Anyone have tried FreeNet?
http://freenetproject.org/
http://en.wikipedia.org/wiki/Freenet

looks very interesting


----------



## fronclynne (Mar 14, 2009)

Like an automobile accident looks interesting until you have to participate in one.


----------



## randux (Mar 15, 2009)

LOL fronclynne!

Java?! We don't use no stinkin' Java!!!


----------



## graudeejs (Mar 15, 2009)

randux said:
			
		

> LOL fronclynne!
> 
> Java?! We don't use no stinkin' Java!!!



you do if you build OOO from ports
Java is required to build it


----------



## randux (Mar 15, 2009)

I don't believe that is correct. I built it before and I never install Java anywhere except Solaris. You certainly don't need Java to build or use OO, so you can probably fix the port not to require it. Can't remember what I did though.


----------



## graudeejs (Mar 15, 2009)

Then what do you think you are downloading diablo-jdk for, when you build OOO3 ? 
That's java


----------



## Artefact2 (Mar 30, 2009)

killasmurf86 said:
			
		

> Anyone have tried FreeNet?
> http://freenetproject.org/
> http://en.wikipedia.org/wiki/Freenet
> 
> looks very interesting



I use it. Very easy to set up (of course, once you have a running JVM  ).

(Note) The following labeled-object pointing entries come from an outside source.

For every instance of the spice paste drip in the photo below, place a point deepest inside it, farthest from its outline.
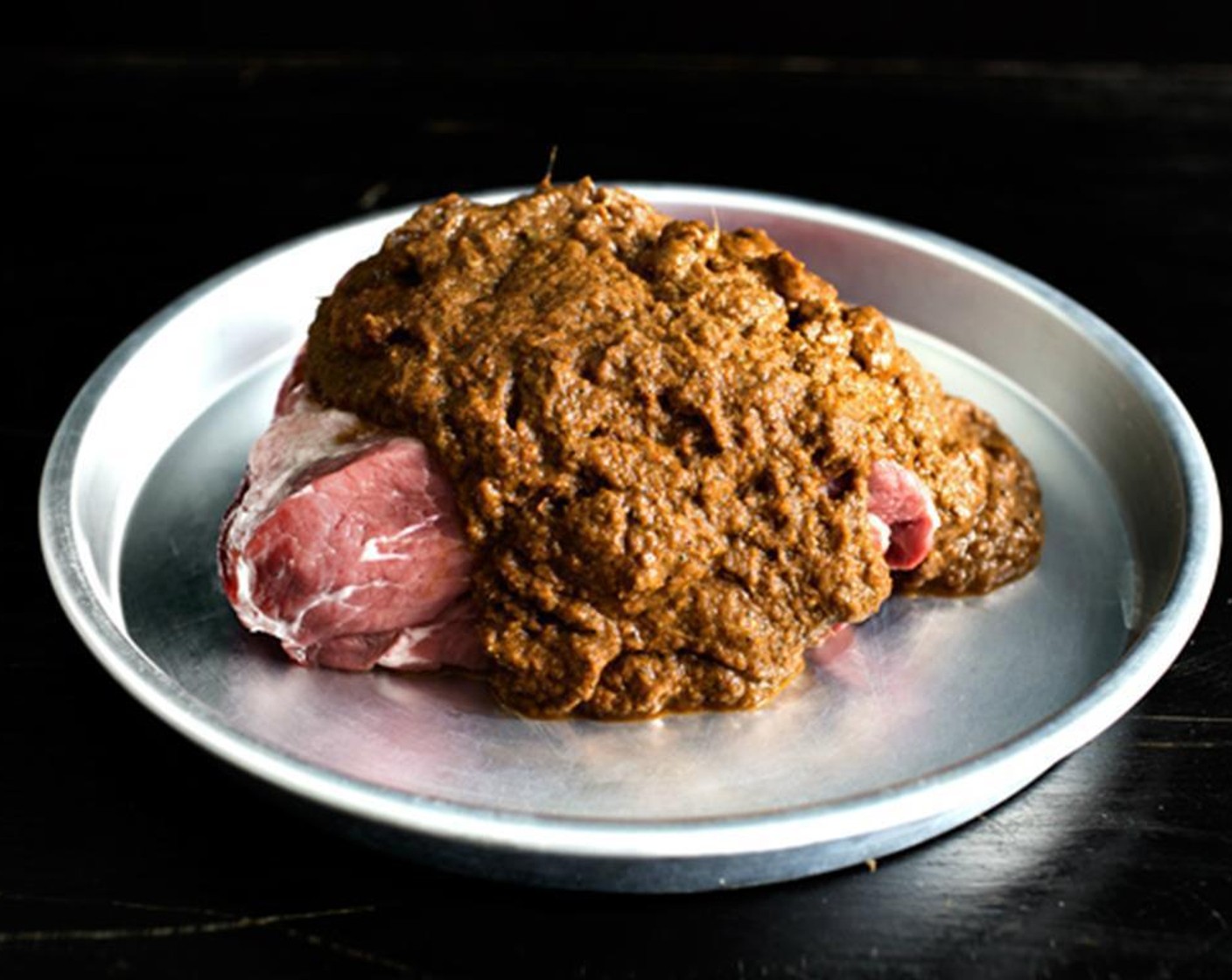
(661, 437)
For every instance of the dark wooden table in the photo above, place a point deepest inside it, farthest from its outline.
(126, 850)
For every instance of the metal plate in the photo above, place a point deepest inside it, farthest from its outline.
(934, 711)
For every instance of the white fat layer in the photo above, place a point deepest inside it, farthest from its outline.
(385, 548)
(401, 652)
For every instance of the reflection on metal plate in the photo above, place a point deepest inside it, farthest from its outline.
(928, 714)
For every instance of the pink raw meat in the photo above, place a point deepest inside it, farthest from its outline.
(902, 514)
(344, 543)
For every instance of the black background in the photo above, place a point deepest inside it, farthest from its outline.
(148, 150)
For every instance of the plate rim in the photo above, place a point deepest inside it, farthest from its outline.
(962, 788)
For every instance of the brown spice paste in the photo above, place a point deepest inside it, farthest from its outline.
(661, 439)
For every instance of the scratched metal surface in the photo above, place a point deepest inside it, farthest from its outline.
(126, 850)
(932, 712)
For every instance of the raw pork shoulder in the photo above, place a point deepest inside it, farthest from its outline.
(343, 542)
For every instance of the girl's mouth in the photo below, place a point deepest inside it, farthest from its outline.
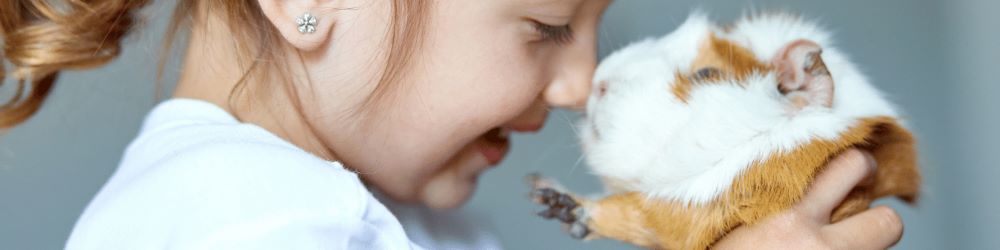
(495, 144)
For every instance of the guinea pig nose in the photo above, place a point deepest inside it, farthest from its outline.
(602, 89)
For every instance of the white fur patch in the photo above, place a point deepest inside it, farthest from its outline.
(641, 134)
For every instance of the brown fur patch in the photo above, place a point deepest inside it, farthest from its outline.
(734, 62)
(767, 187)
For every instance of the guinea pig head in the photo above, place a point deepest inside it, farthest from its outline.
(682, 116)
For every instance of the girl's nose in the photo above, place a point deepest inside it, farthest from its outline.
(571, 85)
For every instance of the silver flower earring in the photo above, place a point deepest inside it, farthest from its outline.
(307, 23)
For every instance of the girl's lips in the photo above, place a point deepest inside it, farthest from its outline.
(494, 145)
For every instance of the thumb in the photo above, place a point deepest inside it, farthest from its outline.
(877, 228)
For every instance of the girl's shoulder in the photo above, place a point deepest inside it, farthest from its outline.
(197, 178)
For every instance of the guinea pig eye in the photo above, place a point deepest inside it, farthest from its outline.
(706, 73)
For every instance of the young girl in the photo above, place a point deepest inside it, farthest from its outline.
(287, 111)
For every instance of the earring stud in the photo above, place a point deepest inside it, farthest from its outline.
(307, 23)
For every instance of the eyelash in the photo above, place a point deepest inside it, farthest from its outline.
(560, 35)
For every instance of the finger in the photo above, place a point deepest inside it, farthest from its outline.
(876, 228)
(841, 175)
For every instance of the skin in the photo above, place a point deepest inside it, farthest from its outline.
(481, 65)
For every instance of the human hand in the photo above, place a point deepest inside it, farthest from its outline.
(807, 225)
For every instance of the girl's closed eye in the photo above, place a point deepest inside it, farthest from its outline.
(558, 34)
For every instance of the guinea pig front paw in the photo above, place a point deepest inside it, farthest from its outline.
(560, 205)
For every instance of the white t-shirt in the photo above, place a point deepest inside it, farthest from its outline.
(196, 178)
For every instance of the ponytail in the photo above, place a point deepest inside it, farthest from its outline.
(41, 38)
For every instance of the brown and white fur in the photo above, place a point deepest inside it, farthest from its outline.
(709, 128)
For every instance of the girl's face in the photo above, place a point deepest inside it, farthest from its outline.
(483, 68)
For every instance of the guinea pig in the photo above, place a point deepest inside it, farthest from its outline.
(709, 128)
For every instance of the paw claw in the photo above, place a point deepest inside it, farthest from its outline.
(559, 205)
(578, 231)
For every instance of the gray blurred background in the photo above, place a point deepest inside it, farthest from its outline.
(937, 59)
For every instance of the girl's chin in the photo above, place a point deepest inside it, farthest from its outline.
(454, 184)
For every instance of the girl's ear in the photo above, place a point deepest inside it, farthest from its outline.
(802, 76)
(305, 24)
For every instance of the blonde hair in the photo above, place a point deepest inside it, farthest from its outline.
(41, 39)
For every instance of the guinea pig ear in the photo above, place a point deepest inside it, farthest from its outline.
(802, 76)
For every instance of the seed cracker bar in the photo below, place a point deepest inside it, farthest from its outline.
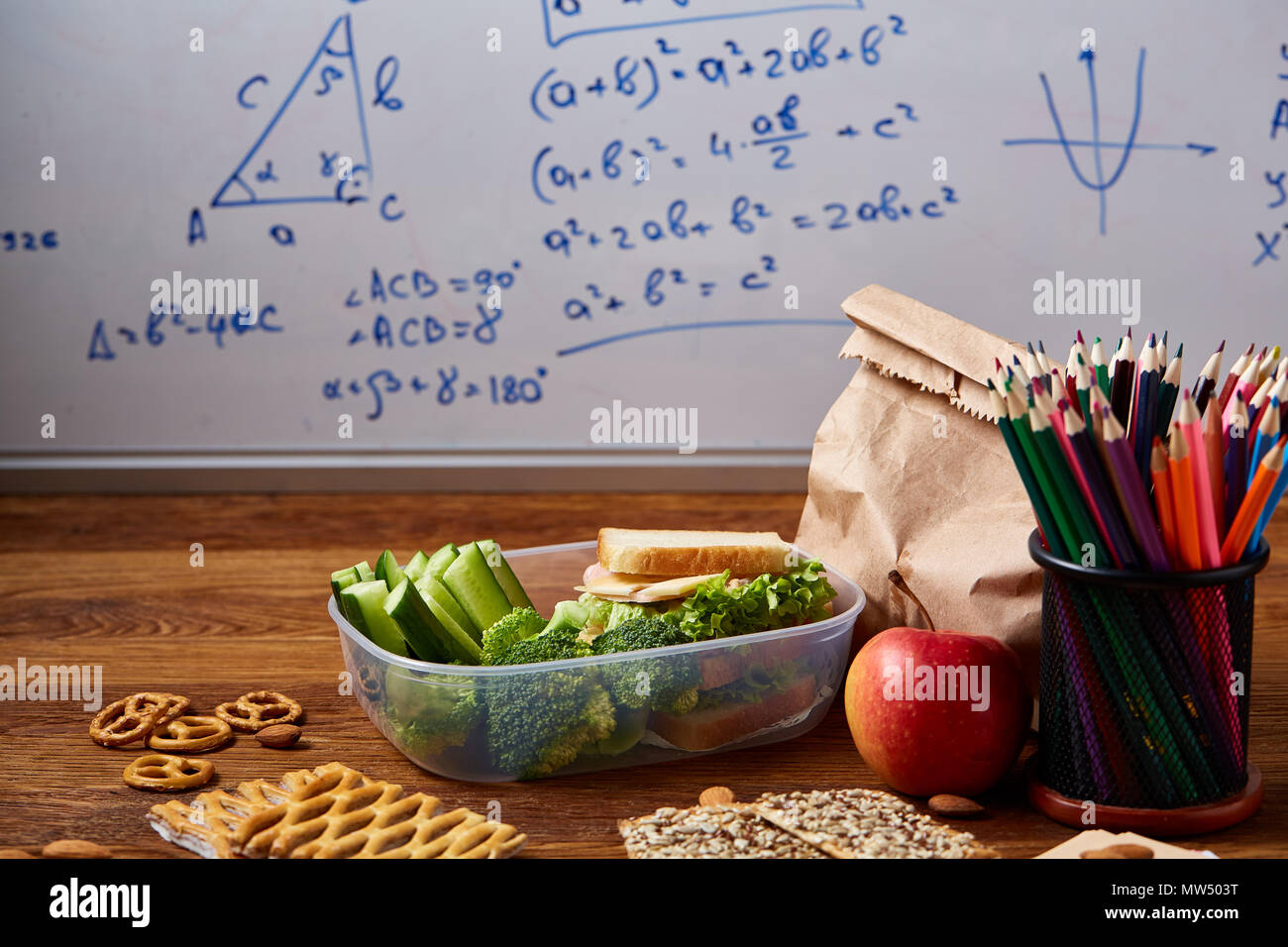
(709, 831)
(866, 823)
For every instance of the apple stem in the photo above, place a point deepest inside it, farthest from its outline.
(902, 585)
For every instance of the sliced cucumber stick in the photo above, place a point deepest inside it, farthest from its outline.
(503, 575)
(476, 587)
(436, 590)
(439, 561)
(386, 569)
(415, 567)
(416, 622)
(369, 598)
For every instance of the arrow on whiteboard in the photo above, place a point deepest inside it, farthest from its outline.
(1100, 182)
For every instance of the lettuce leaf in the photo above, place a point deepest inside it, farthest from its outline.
(715, 609)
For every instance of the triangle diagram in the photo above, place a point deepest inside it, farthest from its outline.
(296, 158)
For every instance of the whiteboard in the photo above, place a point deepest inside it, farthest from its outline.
(473, 226)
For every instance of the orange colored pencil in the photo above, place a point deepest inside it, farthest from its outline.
(1240, 530)
(1214, 446)
(1163, 499)
(1183, 500)
(1190, 425)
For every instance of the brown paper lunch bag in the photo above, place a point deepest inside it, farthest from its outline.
(910, 472)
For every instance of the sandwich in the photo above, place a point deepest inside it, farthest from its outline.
(712, 585)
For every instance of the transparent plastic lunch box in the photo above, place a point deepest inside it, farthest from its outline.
(500, 724)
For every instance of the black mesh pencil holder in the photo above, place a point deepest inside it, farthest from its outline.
(1144, 696)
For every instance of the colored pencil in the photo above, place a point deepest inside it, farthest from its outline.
(1140, 521)
(1183, 501)
(1082, 384)
(1252, 505)
(1030, 484)
(1145, 406)
(1276, 493)
(1269, 364)
(1245, 385)
(1018, 369)
(1033, 364)
(1140, 678)
(1124, 380)
(1235, 459)
(1168, 388)
(1232, 380)
(1086, 470)
(1206, 382)
(1064, 536)
(1085, 532)
(1163, 504)
(1099, 367)
(1267, 433)
(1190, 425)
(1214, 450)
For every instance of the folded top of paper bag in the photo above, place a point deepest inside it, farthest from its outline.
(901, 337)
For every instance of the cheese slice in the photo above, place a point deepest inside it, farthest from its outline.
(671, 587)
(616, 583)
(642, 589)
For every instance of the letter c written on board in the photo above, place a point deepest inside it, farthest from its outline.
(384, 209)
(248, 84)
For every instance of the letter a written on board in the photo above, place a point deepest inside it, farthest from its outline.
(296, 157)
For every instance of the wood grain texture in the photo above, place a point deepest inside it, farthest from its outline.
(106, 579)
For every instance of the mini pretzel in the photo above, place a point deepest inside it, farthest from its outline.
(162, 774)
(259, 709)
(191, 733)
(134, 716)
(166, 706)
(117, 724)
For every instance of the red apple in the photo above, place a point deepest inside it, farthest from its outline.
(936, 711)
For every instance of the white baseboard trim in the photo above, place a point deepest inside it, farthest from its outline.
(403, 471)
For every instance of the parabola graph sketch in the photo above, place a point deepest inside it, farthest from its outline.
(1099, 180)
(297, 157)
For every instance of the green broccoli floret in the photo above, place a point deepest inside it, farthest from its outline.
(668, 684)
(432, 712)
(596, 609)
(519, 624)
(568, 615)
(539, 723)
(553, 644)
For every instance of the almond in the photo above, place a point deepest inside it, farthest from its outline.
(279, 736)
(954, 806)
(1120, 852)
(75, 848)
(716, 795)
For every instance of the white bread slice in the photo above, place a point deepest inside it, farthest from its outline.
(706, 729)
(691, 552)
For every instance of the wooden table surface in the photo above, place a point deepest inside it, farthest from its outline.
(107, 579)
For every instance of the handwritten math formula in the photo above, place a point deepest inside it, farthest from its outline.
(626, 169)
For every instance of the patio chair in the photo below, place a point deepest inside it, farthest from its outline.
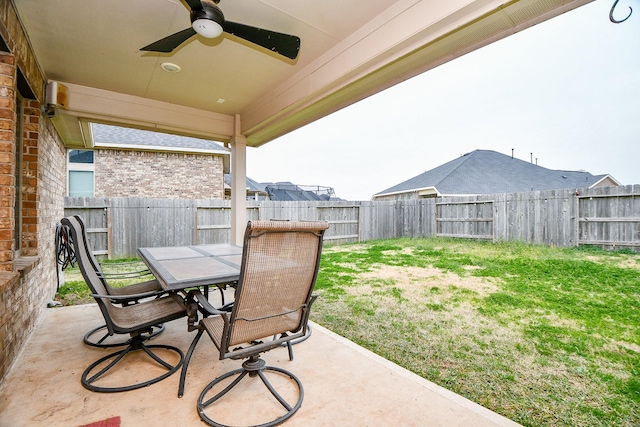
(134, 320)
(280, 262)
(130, 294)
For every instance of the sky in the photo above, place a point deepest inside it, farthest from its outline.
(565, 93)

I'm just looking for some nice RC script to put in /usr/local/etc/rc.d/ AND relaunch the JVM when it stops. 

The FreeBSD JVM works quite well with Freenet (I often have 7+ days uptime) but it hangs sometimes, so I have to relaunch it manually x(


----------



## graudeejs (Apr 4, 2009)

I did wrote a script, but it's deleted already


----------